Making esports content edgier
Qwilt is one of the Intel Network Builders partners and itself an exemplar of collaboration. It was founded in 2010 by veterans from Cisco and Juniper, and backed by Accel Partners, Bessemer Venture Partners, Cisco Ventures, Disrupt-ive, Innovation Endeavors, Marker and Redpoint Ventures. Qwilt has developed a next-generation content delivery network (CDN) that uses multi-access edge computing (MEC) technology to place caching resources at the edge of the network. You can find out more about what Intel is doing for its partners and to build out visual cloud capabilities here.
Depending on the situation, the edge could be a cable modem termination system, DSL access multiplexer, broadband remote access server or MEC node. Mobile network operators can establish a massively distributed layer of content caching resources on virtualized Intel processor-based servers to enable content delivery from the edge location that is closest to the subscriber.
Each edge server can be utilized by other virtual network function-based services, which makes it cost effective enough to distribute throughout the operator’s coverage area. Critically, this means the solution can be scaled up very fast, without the usual long time it takes to recoup investment in telecommunications infrastructure.
Being persistent pays
Persistent memory is a powerful complement to virtualisation for CDNs, as it is an efficient and economic way to provide the large memory capacity that is needed to buffer each of the many independent streams a CDN server handles. Persistent memory technology efficiently stores data structures so they can still be accessed via memory instructions or memory APIs even after the process that created or last modified them has ended. Its non-volatile nature also means that the data persists even when the power is shut off.
Using 100% dual in-line memory module (DIMMs) for CDNs, which are made up of a series of dynamic random-access memory (DRAM), is prohibitively expensive.
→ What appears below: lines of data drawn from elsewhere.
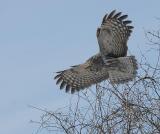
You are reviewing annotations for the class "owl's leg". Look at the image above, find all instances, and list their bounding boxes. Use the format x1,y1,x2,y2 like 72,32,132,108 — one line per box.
102,55,108,64
101,54,113,64
104,57,119,66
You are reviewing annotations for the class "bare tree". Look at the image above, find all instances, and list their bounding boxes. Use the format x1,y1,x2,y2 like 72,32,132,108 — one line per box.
31,29,160,134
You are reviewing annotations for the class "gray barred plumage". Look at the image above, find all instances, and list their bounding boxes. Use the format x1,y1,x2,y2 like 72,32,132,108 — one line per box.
97,10,133,59
54,10,138,93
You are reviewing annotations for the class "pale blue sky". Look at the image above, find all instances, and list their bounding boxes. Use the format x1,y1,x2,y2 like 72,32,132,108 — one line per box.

Using persistent memory in CDNs for the bulk memory, alongside a small DRAM cache, can cost substantially less.
For example, the Intel Optane DC persistent memory can provide large memory capacity – up to 3TB per socket – at between 20% and 40% less cost at 1.5TB than DRAM, as well as support more streams per server compared to DRAM systems at the same price. This greater scalability for less money is achieved by the solution ‘rethinking’ the memory/storage hierarchy. In CDNs, Intel Optane DC persistent memory can act as the bulk memory.
Of course, that also means that extra memory capacity can be deployed for the same price as a 100% DRAM environment, and so can host more video streams for users on the same server. This is hugely important in CDNs where servers typically run out of memory before they run out of central processing and IO resources when scaling to support live linear video play-through.
Finally, video traffic cannot tolerate latency, and persistent memory also speeds up interactions with the solid-state drives to help maintain the quality of even the most popular content at peak demand.
The combination of esports’ escalating popularity and the opportunities brought by edge-based streaming can be game-changing for everyone from the CoSPs to their ecosystem partners and the players and viewers.